Site plans submitted to the city include a privacy fence to separate the community from the fairgrounds and act as a sound barrier. The fence would have a gate to allow firetrucks to access Orange Blossom from the fairgrounds property.
“It’s a white, vinyl privacy fence to separate our residents from the fairgrounds. It’s not often they have (events), but when they do it’s quite a bit of noise,” commented Schmelz.
The expansion project was presented to the Warrenton Planning and Zoning Commission, a citizen advisory group, on Jan. 6 and received unanimous recommendations for approval.
“You’re to be commended on what you’ve done there so far,” said commission chairman Rich Barton. “It’s very nice, it’s got plenty of walking areas for your people. Gazebos, picnic areas, a pond. Everything looks really nice and it’s well kept up. I think you’ve been a good addition to the city.”

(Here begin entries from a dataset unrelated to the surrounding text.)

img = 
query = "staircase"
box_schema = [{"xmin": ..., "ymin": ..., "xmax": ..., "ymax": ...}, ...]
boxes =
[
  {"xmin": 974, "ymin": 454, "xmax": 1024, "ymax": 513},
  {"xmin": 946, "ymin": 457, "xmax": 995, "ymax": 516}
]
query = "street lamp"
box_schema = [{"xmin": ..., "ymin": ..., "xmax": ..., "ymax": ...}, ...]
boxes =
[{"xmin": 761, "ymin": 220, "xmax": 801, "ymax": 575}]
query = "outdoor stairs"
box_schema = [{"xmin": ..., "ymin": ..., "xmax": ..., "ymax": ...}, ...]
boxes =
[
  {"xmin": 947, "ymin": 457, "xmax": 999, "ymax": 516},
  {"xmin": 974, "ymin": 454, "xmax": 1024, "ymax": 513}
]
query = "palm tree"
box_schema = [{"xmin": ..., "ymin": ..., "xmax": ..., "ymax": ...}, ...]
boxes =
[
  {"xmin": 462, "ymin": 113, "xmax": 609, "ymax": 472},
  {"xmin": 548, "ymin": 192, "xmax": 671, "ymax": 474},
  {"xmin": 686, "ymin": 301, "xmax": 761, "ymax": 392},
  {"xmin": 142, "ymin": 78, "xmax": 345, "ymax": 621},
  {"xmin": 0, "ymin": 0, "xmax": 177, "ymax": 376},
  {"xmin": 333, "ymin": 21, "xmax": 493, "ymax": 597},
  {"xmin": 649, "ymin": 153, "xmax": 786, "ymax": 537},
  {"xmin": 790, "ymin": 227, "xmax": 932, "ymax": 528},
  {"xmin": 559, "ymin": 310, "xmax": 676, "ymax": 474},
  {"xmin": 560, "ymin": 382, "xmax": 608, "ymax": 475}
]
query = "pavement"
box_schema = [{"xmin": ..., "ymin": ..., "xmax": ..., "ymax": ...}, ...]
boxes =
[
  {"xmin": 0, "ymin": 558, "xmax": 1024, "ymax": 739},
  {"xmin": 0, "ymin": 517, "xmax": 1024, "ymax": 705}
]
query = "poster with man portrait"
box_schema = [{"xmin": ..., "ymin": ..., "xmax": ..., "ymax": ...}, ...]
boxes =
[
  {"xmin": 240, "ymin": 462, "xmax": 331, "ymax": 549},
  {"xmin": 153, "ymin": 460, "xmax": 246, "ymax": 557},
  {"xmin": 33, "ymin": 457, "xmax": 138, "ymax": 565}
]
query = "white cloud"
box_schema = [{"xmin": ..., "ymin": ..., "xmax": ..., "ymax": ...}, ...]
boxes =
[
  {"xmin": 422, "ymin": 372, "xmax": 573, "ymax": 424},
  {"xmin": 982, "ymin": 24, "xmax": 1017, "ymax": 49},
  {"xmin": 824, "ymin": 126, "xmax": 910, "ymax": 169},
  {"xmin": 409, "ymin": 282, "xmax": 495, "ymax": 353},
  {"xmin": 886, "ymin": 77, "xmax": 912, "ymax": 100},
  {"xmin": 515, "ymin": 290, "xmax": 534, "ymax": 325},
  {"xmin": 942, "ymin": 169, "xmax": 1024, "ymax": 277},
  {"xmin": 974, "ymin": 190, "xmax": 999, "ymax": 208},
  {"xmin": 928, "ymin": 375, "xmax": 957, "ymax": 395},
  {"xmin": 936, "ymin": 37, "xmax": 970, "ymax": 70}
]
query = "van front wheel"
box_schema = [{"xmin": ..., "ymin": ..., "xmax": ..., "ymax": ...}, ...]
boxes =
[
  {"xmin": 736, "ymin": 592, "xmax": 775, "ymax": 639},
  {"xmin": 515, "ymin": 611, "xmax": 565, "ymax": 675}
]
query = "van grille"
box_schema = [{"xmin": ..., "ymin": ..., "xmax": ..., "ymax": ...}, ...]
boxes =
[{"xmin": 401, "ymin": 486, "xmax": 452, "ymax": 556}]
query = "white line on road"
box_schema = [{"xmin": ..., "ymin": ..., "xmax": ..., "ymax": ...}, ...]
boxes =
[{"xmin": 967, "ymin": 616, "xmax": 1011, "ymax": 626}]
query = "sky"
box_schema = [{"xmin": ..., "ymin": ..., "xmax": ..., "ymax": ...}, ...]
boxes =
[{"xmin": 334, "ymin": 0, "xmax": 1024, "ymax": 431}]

Barton said the only complaint he’s ever heard about the Orange Blossom community is that Highway 47 (a state road) needs a turn lane to avoid traffic backups at the entrance.
The Orange Blossom expansion will go to the Warrenton Board of Aldermen for final approval on Jan. 18.
Warren County Fair Association President Paul Owenby said the parcel sold to Orange Blossom saw no use except to provide unnecessary extra parking. The plot was purchased when it came up for sale more than a decade ago, by previous fair association members who were thinking of future expansion that didn’t come to pass, Owenby said.
“The board thought for potential expansion it was a good price, but over the last 15 years we’ve never needed that parcel other than parking one week out of the year,” Owenby said. He explained that current association leaders believed the best financial decision was to sell that land for funding to improve what the existing fairgrounds has to offer.
Owenby also said the association didn’t mind contributing to a good community.
“They’ve built a really nice community over there, and they’re awesome neighbors,” Owenby said. “They help keep an eye on our property, and they understand that a few times a year we have an event and there’s some noise.”